Michael tried to fight him, but was losing blood. Wingard slashed Silvana's face with the blade and then pulled the couple's 12-year-old girl by the hair and dragged her out of the house.

Deputies arrived at the scene and the search began. The girl was saved and Wingard was arrested.

"We flooded the place," said Nugent of the search. "That's one where we go, 'Holy (expletive deleted). What is he going to do with this poor girl?'"

Michael didn't survive.

Wingard entered a guilty plea in court and was sentenced to life in prison.

The Altieri family remains appreciative to Nugent and the agency he led for 10 years.

"When I won my primary and when I won the general (election), they sent me huge plants each time," he said. "That one sticks with you."

Megan Lee Ann Pratt – Megan, 3, was last seen alive in September 1991.

She lived with her mother, Vicki Ann Schober, and stepfather, Jesse James Schober, in a trailer off Pointec Road.

The girl's grandmother, Sarah Mowery, was the engine behind the investigation. Her daughter, Vicki Ann Grossberndt, had told her Megan was killed in a car accident.

Mowery suspected it was a lie. She was right.

"The grandmother (who lived in South Carolina) had gotten a hold of us," recalled Nugent. "She wanted to find her grandchild. The mother and stepfather kept blowing her off and ultimately, we made a murder case on (them)."

Mowery made that call in January 2002.

Jesse Schober, who later divorced his wife, eventually told authorities he had struck Megan while she was taking a bath. She was knocked unconscious after her head smashed against the side of the tub. No ambulance was called. She died a day later.

Megan's body was eventually moved to the closet where it lay for a few more days.

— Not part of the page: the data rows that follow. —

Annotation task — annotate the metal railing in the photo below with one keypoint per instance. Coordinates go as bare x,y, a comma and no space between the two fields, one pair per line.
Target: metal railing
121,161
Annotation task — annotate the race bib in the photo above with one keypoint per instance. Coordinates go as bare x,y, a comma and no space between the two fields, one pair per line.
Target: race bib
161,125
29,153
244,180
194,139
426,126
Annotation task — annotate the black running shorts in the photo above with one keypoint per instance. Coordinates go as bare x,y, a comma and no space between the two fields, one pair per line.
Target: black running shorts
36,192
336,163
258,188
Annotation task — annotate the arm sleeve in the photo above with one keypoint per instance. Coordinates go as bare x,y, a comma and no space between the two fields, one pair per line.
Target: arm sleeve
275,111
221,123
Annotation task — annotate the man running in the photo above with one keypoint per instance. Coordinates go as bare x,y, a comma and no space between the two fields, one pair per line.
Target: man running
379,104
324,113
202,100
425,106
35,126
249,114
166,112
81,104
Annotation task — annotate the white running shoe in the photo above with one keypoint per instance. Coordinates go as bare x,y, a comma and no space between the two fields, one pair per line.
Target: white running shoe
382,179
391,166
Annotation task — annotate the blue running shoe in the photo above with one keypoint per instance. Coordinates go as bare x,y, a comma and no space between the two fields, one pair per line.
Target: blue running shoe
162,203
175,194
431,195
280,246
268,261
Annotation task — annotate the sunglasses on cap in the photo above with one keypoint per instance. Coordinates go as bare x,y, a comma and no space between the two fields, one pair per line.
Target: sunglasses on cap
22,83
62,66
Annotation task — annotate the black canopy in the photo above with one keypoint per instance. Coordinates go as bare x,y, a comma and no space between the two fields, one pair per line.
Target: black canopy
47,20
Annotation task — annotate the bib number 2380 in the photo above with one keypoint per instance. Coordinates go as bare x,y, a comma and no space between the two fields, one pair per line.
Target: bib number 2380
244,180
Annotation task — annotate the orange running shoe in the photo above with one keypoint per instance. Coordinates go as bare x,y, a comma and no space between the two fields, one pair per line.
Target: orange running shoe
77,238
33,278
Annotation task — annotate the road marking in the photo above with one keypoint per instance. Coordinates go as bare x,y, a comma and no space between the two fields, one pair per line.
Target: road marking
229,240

Schober put her body in a bag after the smell had filled the house, took it outside and set it on fire, according to reports.

He told detectives he buried the remains.

A forensics unit went to work and dug up everything they could at the property. Megan's body was never found.

In spite of a lack of evidence, arrests were made in August 2003.

Grossberndt pleaded no contest to aggravated child abuse and was sentenced to six years in prison.

Schober pleaded guilty to second-degree murder and sentenced to 25 years.

Nugent will always remember Mowery and the emotional toll the case had on him and his detectives.

"We got a conviction with no body," he said. "We poured our heart and soul into that one."